Abécédaire

 

 
Mutation
 
 


Mathilde Faugère

05/03/2016

1- La cellule du corps humain mute.

2- La société, comme corps, mute.

Parce que les deux se mêlent pour nous, parce que le langage a muté, parce que l’histoire naturelle du XVIIIème a emprunté ce mot au social, parce que la société a été pensée comme un corps, et que notre esprit est aujourd’hui plein de « mutations génétiques » et consorts, la mutation, métaphore non-métaphorique, nous amène en terrain glissant sans même que nous le sachions. Là, tout est connecté, tout est cellule, organe, organisme et totalité. À la cellule du corps vivant, répond aussi bien la bactérie partie d’un éco-système que la consonne dans la langue, la note dans une pièce pour orgue, un groupe social dans la société toute entière. Tous mutent. Et il n’est pas si aisé de distinguer les différents sens : la mutation comme mouvement du même, la mutation comme transformation dans le temps, la mutation malformation, la mutation choisie, inconsciente, forcée.

De là tout se mêle.
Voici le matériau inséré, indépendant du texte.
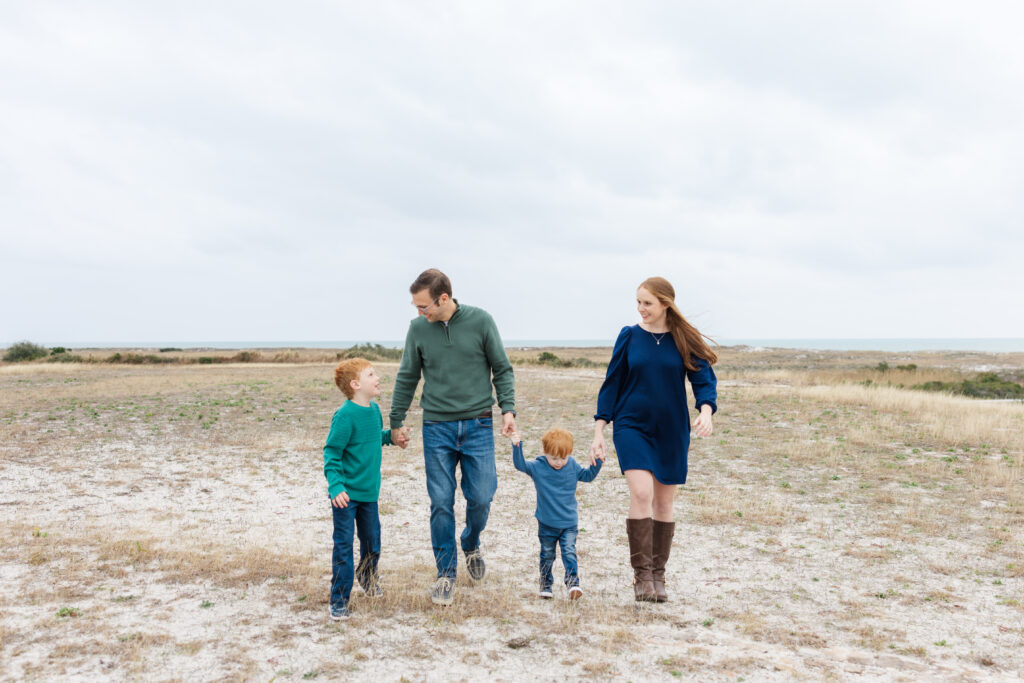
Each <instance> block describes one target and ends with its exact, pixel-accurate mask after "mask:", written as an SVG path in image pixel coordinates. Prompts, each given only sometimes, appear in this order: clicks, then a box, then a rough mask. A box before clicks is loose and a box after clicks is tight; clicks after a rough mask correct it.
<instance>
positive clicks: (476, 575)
mask: <svg viewBox="0 0 1024 683" xmlns="http://www.w3.org/2000/svg"><path fill="white" fill-rule="evenodd" d="M466 570H467V571H469V578H470V579H472V580H473V581H474V582H481V581H483V578H484V577H485V575H486V573H487V565H486V564H485V563H484V561H483V555H482V554H480V549H479V547H477V548H476V550H470V551H469V552H467V553H466Z"/></svg>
En reste une impression : la mutation, subie par la cellule/la société/la langue, est alors changement tout à la fois profond, non maitrisé, souvent invisible. On n’en connaît pas la cause, ou du moins on ne peut l’arrêter, l’influencer, seulement l’observer au microscope. Ce qui advient : l’entité ne se reconnaît plus. Nouveauté monstrueuse contre laquelle il faut lutter pour conserver une intégrité ? Évolution naturelle et nécessaire, à encourager, pour survivre ? « Il faut que tout change pour que rien ne change » ? Il faut que tout change tout court ?

Ça devient vite anxiogène : on ne peut s’extraire, on est pris dans le corps, dans un organisme ou un autre. On en vient vite à penser en terme de nécessité, d’absence de choix. Le mutant n’est pas loin, le scénario catastrophe non plus.

Appel à la rébellion des cellules. Devenir mutant soi-même pour tenter de muter dans le bon sens ? Se revendiquer freak ?

Peut-être aussi, simplement, finissons-en avec la mutation, pensons changement, variation, déplacement, ou même transmutation. Sortons de la place de la cellule, par pitié. Ménageons-nous du choix.